J’ai recueilli quelques-unes de ces maximes, non pas toutes, — il me faudrait des volumes, — mais seulement celles qui sont connues dans « le monde où l’on s’ennuie » puisqu’on définit ainsi — spirituellement — le monde des lettrés. Je les cite dans l’ordre selon lequel elles se présentent à mon souvenir, et il en est plus d’une qui charmeront.

La vie a sa destinée ; la fortune dépend de la Providence.

Quoique la mer soit grande, les navires se rencontrent quelquefois.

Il est facile de faire une fortune ; il est difficile de la conserver.

L’or pur ne craint pas le feu.

Une bonne abeille ne prend pas la fleur tombée.

La vie d’un vieillard ressemble à la flamme d’une bougie dans un courant d’air.

Si élevé que soit l’arbre, ses feuilles tombent toujours à terre.

L’arbre planté par le hasard donne souvent de l’ombre.

Il faut avoir souffert pour connaître la souffrance d’autrui.

L’arbre dont la racine est profonde ne craint pas le vent.

il est facile de recruter mille soldats, mais il est difficile de trouver un général.

Les habits doivent être neufs, les hommes anciens.

Le ciel ne crée pas un homme sans lui assurer une existence, comme la terre ne fait pas croître un brin d’herbe sans lui donner une racine.

La capitale a bien des charmes, mais le foyer a toujours le sien.

La fidélité ne recule pas devant la mort.

L’homme n’est pas toujours bon, comme la fleur n’est pas toujours belle.

Il ne faut pas être les esclaves de vos enfants, ils trouveront eux-mêmes leur bonheur plus tard.

La vraie charité consiste à envoyer du charbon aux pauvres, lorsqu’ils ont froid, et non pas à faire des présents à ceux qui sont heureux.

On élève un enfant pour venir en aide à la vieillesse, comme on remplit une tirelire pour les besoins à venir.

Avant de connaître le cœur, écoutez la parole.

Les portes du tribunal sont grandes ouvertes ; mais ceux qui n’ont que des raisons et pas d’argent n’y entrent pas.

A la mort, les poings sont vides.

Le mal est le mal quand il est fait avec la conscience qu’il peut être connu.

Le bien qu’on fait avec la pensée qu’il sera connu n’est pas le vrai bien.

Si vous ne croyez pas aux Dieux, regardez les éclairs.

Après bon vin, parole sincère.

La honte passe, les dettes restent.

Quand on est pressé, le cheval recule.

A travers la fente d’une porte on ne voit l’homme qu’en petit.

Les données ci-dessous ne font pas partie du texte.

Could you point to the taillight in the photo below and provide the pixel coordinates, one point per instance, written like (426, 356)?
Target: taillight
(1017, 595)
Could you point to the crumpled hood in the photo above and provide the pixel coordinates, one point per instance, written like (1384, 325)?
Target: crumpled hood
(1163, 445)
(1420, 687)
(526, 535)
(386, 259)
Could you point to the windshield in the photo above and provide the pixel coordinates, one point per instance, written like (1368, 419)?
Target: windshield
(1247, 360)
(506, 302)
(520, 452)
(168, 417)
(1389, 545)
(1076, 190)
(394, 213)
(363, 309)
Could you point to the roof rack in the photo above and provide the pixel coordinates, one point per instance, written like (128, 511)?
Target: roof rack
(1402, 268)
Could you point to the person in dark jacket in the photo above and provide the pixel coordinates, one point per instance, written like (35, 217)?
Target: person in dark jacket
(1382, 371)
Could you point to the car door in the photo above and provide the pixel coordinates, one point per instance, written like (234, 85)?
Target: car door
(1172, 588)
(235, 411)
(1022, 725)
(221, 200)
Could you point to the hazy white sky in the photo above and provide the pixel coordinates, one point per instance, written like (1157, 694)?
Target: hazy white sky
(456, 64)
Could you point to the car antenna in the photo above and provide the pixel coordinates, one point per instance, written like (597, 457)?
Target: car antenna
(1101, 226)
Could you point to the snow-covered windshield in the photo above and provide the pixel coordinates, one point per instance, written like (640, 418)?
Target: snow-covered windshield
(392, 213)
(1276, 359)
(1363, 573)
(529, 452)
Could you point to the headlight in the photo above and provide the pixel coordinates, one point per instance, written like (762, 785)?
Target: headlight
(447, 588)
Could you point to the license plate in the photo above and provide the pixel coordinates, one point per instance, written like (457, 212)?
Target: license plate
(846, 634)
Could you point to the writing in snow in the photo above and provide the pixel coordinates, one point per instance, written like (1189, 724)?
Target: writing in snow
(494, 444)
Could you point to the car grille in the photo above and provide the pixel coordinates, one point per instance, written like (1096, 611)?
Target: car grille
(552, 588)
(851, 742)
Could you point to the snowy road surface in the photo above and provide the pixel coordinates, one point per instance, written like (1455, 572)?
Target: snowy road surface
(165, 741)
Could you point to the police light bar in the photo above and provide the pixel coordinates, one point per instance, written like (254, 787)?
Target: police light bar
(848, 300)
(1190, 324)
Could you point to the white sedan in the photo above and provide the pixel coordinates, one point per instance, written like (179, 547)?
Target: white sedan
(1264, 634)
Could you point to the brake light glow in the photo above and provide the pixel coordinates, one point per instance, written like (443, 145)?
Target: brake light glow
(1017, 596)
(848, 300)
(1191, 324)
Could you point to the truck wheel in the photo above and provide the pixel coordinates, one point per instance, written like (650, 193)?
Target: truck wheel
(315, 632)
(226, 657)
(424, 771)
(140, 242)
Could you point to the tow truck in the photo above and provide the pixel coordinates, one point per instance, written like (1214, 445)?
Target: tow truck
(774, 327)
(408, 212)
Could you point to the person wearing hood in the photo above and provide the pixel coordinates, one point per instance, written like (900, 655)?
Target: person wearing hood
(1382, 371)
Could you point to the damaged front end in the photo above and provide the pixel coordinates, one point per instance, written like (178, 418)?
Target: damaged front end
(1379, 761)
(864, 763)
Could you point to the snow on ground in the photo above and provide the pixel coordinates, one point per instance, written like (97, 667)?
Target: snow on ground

La selle fait penser au cheval.

Le marteau frappe la hache, et la hache frappe le bois.

Les parents éloignés ne valent pas les voisins proches.

Un mendiant ne monte pas sur une planche pourrie.

Demander à soi-même vaut mieux que demander aux autres.

La bouche doucereuse cache un cœur de rasoir.

Dix veilleuses ne valent pas une lampe.

Après avoir traversé l’amertume, on devient homme.

Avec une conscience tranquille on peut marcher dans l’obscurité.

Les bijoux ne sont jolis que lorsqu’ils sont montés, comme la fleur n’est belle que lorsque les feuilles la font ressortir.

Corriger le défaut de quelqu’un, c’est vouloir guérir la lèpre.

Un mari insensé craint sa femme ; une femme prudente obéit à son mari.

Il ne faut qu’un coup à un bon cheval, qu’un mot à un homme sage.

Un homme n’a besoin que de se corriger avec la même sévérité qu’il reprend les autres, et excuser les autres avec la même indulgence qu’il a pour soi-même.

Ce n’est pas le vin qui fait l’ivrogne, mais le vice.

Les hommes, quand ils sont heureux, ne brûlent pas d’encens ; mais quand le malheur arrive ils se précipitent aux pieds de Bouddha.

Ce que les supérieurs font est toujours poussé à l’extrême par les inférieurs.

Plus les talents s’exercent, plus ils se développent.

L’erreur d’un moment devient le chagrin de toute une vie.

Le tourment de l’envie est comme un grain de sable dans l’œil.

L’homme sage sait se plier aux circonstances comme l’eau prend la forme du vase qui la contient.

Ces maximes n’ont pas d’auteur connu ; elles habitent dans les mémoires et reviennent souvent dans les conversations et les écrits. Ce sont des habitudes de l’esprit.

Sans doute il en est d’autres qui ont un parfum de réalisme que le goût des délicats n’admettrait pas et que je passe sous silence. Je n’ai fait qu’un choix de ce qui peut être lu en français, ne connaissant pas assez le latin pour les traduire et braver… mes scrupules.

Mais je me déciderai peut-être un jour à en reparler, lorsque j’aurai étudié Rabelais.